Lire « récits B » c’est s’embarquer dans un Space Mountain littéraire, cela serait un peu comme renoncer aux conventionnelles céréales granola bio du matin à la faveur d’un petit déjeuner plus baroque et barré, tel qu’un space cake fictionnel servi dans de la porcelaine de Sèvres. Je vous l’écris comme je le pense, dans « récits B », il y a Baroque et Barré.
On y croise un typographe fou, on boit une bière au bar Le Phalanstère (clin d’œil à Charles Fourier), on apprend (surtout moi) ce que sont des thomassons, on visite les cabanons de la plage du Valais, une spécificité de Saint-Brieuc, on se promène dans les bois avec Robert Smith.

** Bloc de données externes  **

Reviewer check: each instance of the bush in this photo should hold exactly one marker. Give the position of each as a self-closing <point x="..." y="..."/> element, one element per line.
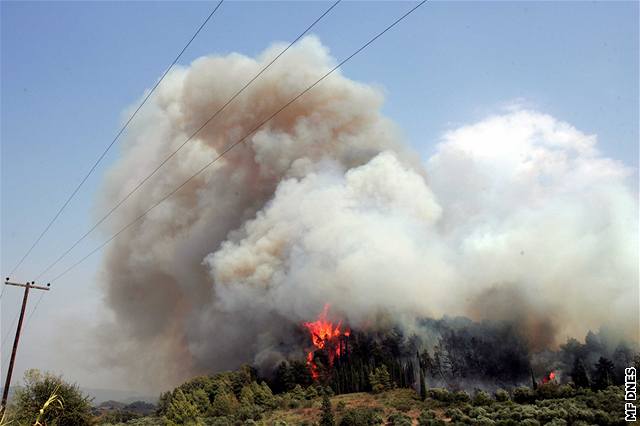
<point x="428" y="418"/>
<point x="70" y="406"/>
<point x="440" y="394"/>
<point x="523" y="395"/>
<point x="482" y="398"/>
<point x="380" y="379"/>
<point x="399" y="419"/>
<point x="502" y="395"/>
<point x="362" y="416"/>
<point x="461" y="396"/>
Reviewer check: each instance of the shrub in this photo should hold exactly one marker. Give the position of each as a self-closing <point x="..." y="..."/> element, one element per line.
<point x="399" y="419"/>
<point x="440" y="394"/>
<point x="69" y="406"/>
<point x="380" y="379"/>
<point x="428" y="418"/>
<point x="362" y="416"/>
<point x="461" y="396"/>
<point x="326" y="418"/>
<point x="523" y="395"/>
<point x="482" y="398"/>
<point x="502" y="395"/>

« Promeneur, si un jour tu entends chantonner « A Forest » dans la forêt où dansent les pins, pense à Robert et à celle qu’il cherche. » page 32
En écho à « Mélo », on retrouve les non cartes postales parisiennes, on sabre le champagne sur le toit de la porte Saint-Denis, on est triste pour Damien, écrivain sans œuvre. Car les personnages de « récits B » ne sont ni des héros (qui seraient A), ni des anti-héros (des -A mais quand même héros). Ils sont des non héros, personnages de récits B. Comme une sorte d’antidote au narcissisme et à l’égotisme. Le « complet escalope » plutôt que le « baromètre accroché au mur près du piano ».
Quelque chose me touche dans la plupart de ces personnages, quelque chose me parle dans ce cocktail littéraire très stylé. Quelque chose fonctionne avec moi dans l’écriture de Frédéric Ciriez. Qui pointe quelque part, mais où ? Sans que je comprenne très bien quel virage il conviendrait de prendre, je lis et j’aime, j’aime et je lis. Et qu’importe de ne pas savoir où. Je chante « A Forest » de The Cure et je perds un peu pied littérairement parlant. Car dans « récits B », ça tourne, ça tourne, rond-point, alcool, virage sisyphéen, and again and again and again and again.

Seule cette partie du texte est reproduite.